In the current series, which emphasizes acetabular preservation, capsular repair, and anatomic reconstruction of the abductor mechanism, only one (1.7%) patient experienced a dislocation; it occurred almost 5 years after surgery and was secondary to acetabular dysplasia. Table 4 reviews the literature of dislocation rate after proximal or total femur endoprosthetic reconstruction; only series that include data on prosthesis type and technique of soft tissue reconstruction were included. The current series, which emphasizes the use of all three elements of hip reconstruction (acetabular preservation, capsulorrhaphy, and reconstruction of the abductor mechanism to the prosthesis), had the lowest dislocation rate.

TABLE 4

TABLE 4

There have been few reports on the longevity of proximal femur replacement prosthesis. Dobbs et al6 reported 81 patients who underwent proximal femur resection and reconstruction with a custom made prostheses. Event free survival rates were 73% and 63% at 5 and 10 years, respectively. Unwin et al29 reported a series of 263 patients who underwent proximal femur resection with endoprosthetic reconstruction. They reported a 93.8% probability that patients would not experience aseptic loosening during the 10 years after surgery.29 The favorable outcome of proximal femur replacements also was reported by Horowitz et al,13 who hypothesized a positive correlation between prosthetic survival and the availability of soft tissue for coverage.
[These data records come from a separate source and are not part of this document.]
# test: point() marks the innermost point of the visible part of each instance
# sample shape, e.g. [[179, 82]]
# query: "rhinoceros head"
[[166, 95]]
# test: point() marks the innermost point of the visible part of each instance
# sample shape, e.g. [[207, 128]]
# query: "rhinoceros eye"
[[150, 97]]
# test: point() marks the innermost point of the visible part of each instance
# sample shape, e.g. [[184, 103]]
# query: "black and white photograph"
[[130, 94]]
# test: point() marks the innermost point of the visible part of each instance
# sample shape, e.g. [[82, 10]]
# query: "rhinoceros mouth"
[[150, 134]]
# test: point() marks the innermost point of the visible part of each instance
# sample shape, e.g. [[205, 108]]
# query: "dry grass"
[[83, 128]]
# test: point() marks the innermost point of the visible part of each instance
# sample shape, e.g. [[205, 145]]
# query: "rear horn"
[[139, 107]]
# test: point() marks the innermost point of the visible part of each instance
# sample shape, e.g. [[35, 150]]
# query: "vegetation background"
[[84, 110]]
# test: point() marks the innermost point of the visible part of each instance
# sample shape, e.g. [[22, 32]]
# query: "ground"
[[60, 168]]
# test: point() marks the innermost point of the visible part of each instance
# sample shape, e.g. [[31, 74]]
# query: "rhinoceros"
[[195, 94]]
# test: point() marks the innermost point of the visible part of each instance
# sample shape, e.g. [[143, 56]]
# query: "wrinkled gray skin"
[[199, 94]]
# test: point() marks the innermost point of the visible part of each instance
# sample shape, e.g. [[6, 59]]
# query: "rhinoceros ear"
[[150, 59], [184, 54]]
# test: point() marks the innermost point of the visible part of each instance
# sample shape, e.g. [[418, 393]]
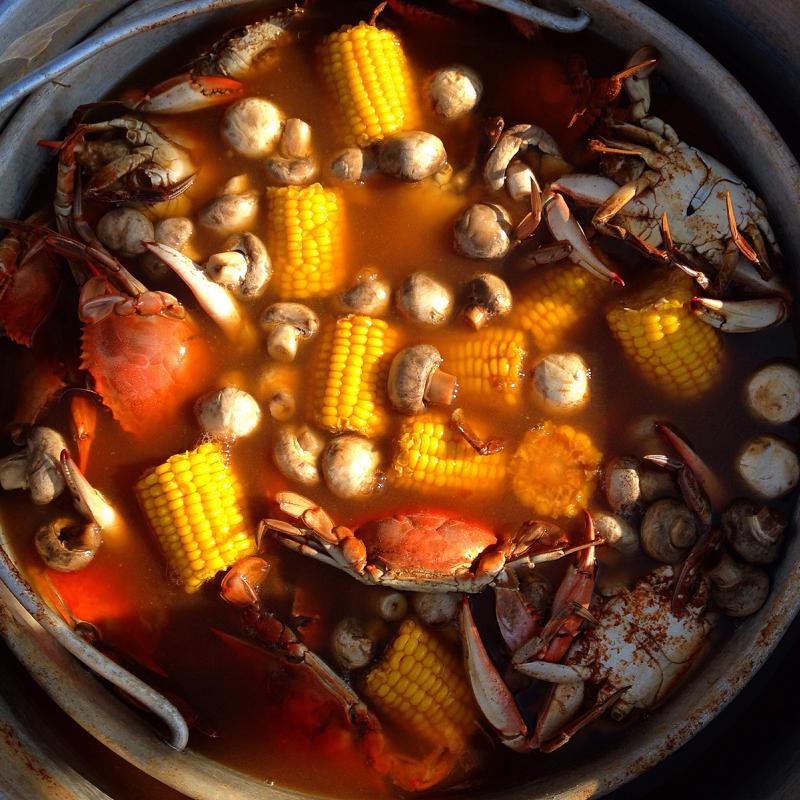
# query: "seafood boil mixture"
[[397, 392]]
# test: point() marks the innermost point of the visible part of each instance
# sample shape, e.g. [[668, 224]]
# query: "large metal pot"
[[761, 158]]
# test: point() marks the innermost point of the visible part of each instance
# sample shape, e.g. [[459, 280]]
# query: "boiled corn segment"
[[420, 685], [431, 455], [367, 72], [555, 470], [674, 350], [489, 364], [555, 301], [192, 502], [352, 365], [304, 240]]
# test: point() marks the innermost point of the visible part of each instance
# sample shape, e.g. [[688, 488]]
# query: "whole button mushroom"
[[424, 298], [773, 393], [769, 466], [487, 296], [228, 414], [411, 155], [252, 127], [415, 380], [124, 230], [454, 91], [561, 382], [350, 466], [286, 324], [483, 231]]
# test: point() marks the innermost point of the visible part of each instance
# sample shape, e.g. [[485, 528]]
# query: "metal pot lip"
[[695, 72]]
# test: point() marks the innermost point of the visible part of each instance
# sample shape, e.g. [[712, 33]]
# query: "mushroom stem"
[[282, 343], [441, 388]]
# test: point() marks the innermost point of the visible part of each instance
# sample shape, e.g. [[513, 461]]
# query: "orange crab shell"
[[146, 368]]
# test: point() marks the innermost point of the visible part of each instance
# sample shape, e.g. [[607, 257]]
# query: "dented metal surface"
[[763, 161]]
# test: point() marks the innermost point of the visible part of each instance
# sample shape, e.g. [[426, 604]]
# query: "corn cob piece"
[[367, 72], [489, 364], [192, 503], [555, 470], [555, 301], [420, 685], [352, 365], [431, 455], [674, 350], [304, 240]]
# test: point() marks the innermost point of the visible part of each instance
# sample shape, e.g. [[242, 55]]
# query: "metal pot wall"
[[761, 158]]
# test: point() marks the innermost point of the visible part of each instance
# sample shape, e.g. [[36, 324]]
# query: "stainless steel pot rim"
[[754, 142]]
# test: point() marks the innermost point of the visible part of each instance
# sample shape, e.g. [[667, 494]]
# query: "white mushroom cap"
[[228, 413], [455, 91], [252, 127], [769, 466], [773, 393], [350, 466], [561, 382]]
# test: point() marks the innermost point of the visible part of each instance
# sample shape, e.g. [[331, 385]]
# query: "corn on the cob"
[[304, 240], [431, 455], [555, 301], [192, 503], [554, 470], [352, 364], [366, 70], [489, 364], [420, 685], [674, 350]]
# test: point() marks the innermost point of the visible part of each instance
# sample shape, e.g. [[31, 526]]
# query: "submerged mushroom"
[[228, 414], [243, 266], [252, 127], [769, 466], [773, 393], [561, 382], [454, 91], [738, 590], [483, 231], [37, 467], [296, 454], [424, 298], [286, 324], [753, 532], [669, 530], [487, 296], [411, 155], [350, 466], [67, 545], [416, 380]]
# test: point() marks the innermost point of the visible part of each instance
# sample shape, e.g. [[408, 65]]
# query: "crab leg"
[[564, 227]]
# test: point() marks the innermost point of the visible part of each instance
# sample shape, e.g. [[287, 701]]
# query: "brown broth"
[[269, 719]]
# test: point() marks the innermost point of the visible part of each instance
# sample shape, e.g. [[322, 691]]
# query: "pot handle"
[[89, 656], [547, 19]]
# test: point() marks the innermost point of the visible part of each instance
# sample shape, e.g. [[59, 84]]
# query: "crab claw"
[[565, 227], [88, 500], [184, 93], [216, 301], [741, 316]]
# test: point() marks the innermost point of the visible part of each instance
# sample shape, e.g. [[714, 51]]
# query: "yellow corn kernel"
[[431, 455], [420, 685], [489, 364], [193, 503], [367, 72], [673, 350], [304, 228], [557, 298], [352, 365], [555, 470]]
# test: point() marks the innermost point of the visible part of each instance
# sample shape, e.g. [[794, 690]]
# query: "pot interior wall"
[[761, 158]]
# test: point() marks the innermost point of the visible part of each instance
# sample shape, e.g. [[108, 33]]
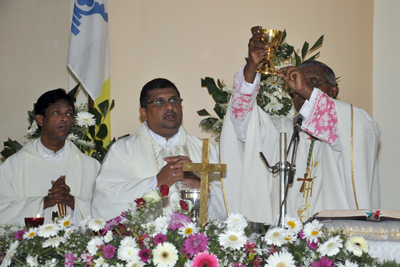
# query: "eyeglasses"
[[160, 102], [313, 81]]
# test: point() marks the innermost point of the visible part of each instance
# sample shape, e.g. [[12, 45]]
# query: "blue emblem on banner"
[[86, 8]]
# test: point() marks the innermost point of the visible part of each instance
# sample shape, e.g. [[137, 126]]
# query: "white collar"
[[51, 156], [162, 141]]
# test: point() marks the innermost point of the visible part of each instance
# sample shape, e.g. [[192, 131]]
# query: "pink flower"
[[160, 238], [69, 260], [194, 244], [324, 262], [205, 259], [145, 255], [250, 247], [312, 244], [109, 251], [177, 220], [18, 235]]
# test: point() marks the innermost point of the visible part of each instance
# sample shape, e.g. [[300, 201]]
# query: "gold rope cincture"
[[352, 158], [222, 181]]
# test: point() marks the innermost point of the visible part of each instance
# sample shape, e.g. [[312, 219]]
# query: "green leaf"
[[203, 112], [304, 51], [112, 104], [103, 131], [220, 97], [73, 91], [10, 147], [298, 60], [219, 111], [92, 132], [283, 37], [317, 43], [314, 56], [96, 114], [210, 84], [103, 106]]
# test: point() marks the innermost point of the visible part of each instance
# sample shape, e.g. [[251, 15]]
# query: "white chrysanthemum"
[[231, 238], [84, 118], [274, 105], [289, 236], [72, 137], [32, 261], [293, 224], [93, 243], [152, 196], [10, 252], [331, 246], [86, 143], [127, 253], [108, 237], [48, 230], [135, 263], [165, 254], [187, 229], [53, 242], [312, 231], [128, 241], [33, 128], [30, 234], [275, 236], [348, 263], [280, 259], [96, 224], [236, 221], [65, 222], [357, 245]]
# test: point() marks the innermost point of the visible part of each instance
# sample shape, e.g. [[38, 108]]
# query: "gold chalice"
[[273, 40]]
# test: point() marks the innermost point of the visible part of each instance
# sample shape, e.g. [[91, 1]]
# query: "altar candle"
[[34, 221]]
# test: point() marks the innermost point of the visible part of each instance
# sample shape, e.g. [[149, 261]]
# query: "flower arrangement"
[[87, 133], [274, 97], [137, 239]]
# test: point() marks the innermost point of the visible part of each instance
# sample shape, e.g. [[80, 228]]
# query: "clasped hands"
[[59, 193], [173, 172]]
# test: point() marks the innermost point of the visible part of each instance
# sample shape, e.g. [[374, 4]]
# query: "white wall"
[[386, 96]]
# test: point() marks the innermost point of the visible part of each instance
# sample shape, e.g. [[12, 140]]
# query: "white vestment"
[[130, 168], [25, 179], [254, 191]]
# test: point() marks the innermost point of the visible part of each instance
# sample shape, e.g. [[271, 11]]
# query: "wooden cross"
[[205, 169]]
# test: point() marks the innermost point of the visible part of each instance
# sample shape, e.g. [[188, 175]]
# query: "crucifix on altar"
[[205, 169]]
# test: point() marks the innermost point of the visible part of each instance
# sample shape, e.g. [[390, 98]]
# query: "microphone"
[[297, 121]]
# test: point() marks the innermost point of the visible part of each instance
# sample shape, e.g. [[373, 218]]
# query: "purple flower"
[[323, 262], [18, 235], [177, 220], [194, 244], [69, 260], [160, 238], [109, 251], [145, 255], [312, 244]]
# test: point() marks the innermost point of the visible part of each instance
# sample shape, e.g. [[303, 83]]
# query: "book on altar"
[[363, 214]]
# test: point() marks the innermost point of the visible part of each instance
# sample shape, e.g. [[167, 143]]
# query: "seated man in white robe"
[[152, 157], [336, 157], [49, 174]]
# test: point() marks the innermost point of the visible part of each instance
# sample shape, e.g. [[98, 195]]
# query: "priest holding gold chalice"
[[336, 166]]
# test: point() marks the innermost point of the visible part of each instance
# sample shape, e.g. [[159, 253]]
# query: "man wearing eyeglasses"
[[336, 165], [153, 157]]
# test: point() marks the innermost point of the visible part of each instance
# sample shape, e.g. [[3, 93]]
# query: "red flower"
[[183, 205], [164, 189], [140, 202]]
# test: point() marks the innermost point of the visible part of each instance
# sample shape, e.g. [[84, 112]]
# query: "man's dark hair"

The oncologic objective of proximal and total femur resections is to achieve local tumor control. Patient survival will be determined by the presence of metastatic disease and its response to adjuvant treatment modalities. Thus, the rate of local recurrence is the most appropriate criterion with which to evaluate the oncologic adequacy of proximal and total femur resections. Only four of the 46 (8.7%) patients in the current series who were treated for primary bone sarcomas had local recurrence of their disease, and only one patient required limb amputation. That rate is similar to that reported for tumors at the more common sites, such as the distal femur and proximal tibia, and is within the range expected after limb sparing procedures.23

The technique of acetabular preservation and hemiarthroplasty, Dacron tape capsulorrhaphy, and reconstruction of the abductor mechanism to the prosthesis significantly lowers the dislocation rate, which is the most common complication after proximal and total endoprosthetic reconstruction.